There are companies recognizing the importance of layer 2 security with impressive orders starting to come in. Marvell shipped more than 1 million ports of 1GE and 10GE link processors powered by first-generation Marvell LinkCrypt technology. Designed to merge Media Access Control (MAC) layer security functions into the Ethernet physical layer, LinkCrypt plays a key role in the integration of standards-compliant security solutions to expand the security perimeter in enterprise, data center, metropolitan networks and 3G/4G cellular infrastructures.
Cities, counties and even atomic plants are working with companies like TLC-Chamonix adding end-to-end security to their networks. Their premier FIPS 140-2 validated software-based solution is being used to protect wireless networks at the Layer 2 level while also offering the only Mesh-certified software solution. With DOD installations in place, TLC-Chamonix is finding that DOE and Government FIPS 140-2 mandates are requiring higher security levels over many enterprise, local, county and critical network infrastructures.
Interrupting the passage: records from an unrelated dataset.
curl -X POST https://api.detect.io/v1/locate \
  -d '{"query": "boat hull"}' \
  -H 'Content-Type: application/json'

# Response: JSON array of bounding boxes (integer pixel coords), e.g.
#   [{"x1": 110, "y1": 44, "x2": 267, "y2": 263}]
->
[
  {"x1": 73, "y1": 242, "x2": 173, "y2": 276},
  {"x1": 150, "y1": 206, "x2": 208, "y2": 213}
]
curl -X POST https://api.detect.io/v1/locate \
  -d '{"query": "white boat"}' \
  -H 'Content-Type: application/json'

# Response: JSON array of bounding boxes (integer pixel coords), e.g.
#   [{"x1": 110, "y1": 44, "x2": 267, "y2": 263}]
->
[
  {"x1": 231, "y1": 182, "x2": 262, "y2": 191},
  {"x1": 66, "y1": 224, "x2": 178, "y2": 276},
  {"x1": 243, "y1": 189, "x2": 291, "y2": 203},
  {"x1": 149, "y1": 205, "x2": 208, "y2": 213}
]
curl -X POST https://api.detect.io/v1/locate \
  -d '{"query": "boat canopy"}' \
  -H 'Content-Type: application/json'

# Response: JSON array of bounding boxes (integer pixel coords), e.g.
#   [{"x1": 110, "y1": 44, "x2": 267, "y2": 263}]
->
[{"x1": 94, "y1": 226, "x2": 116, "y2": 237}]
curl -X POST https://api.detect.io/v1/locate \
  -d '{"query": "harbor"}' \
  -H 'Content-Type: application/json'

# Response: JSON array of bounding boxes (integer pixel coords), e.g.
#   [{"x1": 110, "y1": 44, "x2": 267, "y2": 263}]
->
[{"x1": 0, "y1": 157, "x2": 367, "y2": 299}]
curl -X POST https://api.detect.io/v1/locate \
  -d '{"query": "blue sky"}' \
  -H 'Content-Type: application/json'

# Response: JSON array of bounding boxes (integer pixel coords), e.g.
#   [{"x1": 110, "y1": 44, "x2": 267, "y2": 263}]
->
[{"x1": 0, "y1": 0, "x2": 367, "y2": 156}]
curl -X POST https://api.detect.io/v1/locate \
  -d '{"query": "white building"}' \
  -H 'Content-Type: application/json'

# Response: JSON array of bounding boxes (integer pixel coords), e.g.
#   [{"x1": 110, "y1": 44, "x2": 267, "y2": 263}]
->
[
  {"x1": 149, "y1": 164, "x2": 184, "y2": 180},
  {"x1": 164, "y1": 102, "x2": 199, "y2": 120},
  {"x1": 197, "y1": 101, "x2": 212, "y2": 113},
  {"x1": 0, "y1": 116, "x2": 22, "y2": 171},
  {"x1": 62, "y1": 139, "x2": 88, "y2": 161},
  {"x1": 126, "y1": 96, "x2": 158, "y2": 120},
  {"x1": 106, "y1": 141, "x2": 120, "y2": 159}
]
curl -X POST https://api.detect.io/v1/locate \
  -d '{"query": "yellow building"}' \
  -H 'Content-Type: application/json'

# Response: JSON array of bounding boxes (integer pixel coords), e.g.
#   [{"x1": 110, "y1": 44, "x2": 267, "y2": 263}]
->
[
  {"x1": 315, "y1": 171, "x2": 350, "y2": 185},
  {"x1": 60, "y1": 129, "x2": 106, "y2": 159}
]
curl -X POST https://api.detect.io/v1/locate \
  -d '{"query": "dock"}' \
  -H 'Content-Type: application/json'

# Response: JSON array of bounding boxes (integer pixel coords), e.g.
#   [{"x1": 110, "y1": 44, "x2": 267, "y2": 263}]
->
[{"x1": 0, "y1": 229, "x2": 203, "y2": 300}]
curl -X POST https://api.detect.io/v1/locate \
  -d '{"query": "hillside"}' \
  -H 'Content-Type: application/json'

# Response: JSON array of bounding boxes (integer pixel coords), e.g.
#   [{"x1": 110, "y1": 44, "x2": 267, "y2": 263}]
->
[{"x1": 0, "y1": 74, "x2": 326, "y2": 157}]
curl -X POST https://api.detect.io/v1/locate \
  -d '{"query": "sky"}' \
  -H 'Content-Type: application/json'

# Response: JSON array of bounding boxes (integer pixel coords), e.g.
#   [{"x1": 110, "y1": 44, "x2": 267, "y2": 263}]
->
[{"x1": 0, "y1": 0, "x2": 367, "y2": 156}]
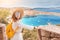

Rather than embedded chip sets, TLC-Chamonix offers a vendor-agnostic software solution across a variety of network equipment and platforms.
From today’s smart-grid breaches to tomorrow’s smart-grid needs, security requirements all seem to be pointing to layer 2 and micro-grids network topologies. Maybe today’s smart-grid security problems can open the door to a complete new set of cyber-security platforms. With billions released to build the smart grid, we should immediately focus the funds and expertise to securing the critical infrastructure of our nation's power grid. Let’s make Smart Grid security the ground zero of cyber security.

Larry Karisny is the director of Project and a consultant supporting local wireless broadband, smart grid, transportation and security platforms.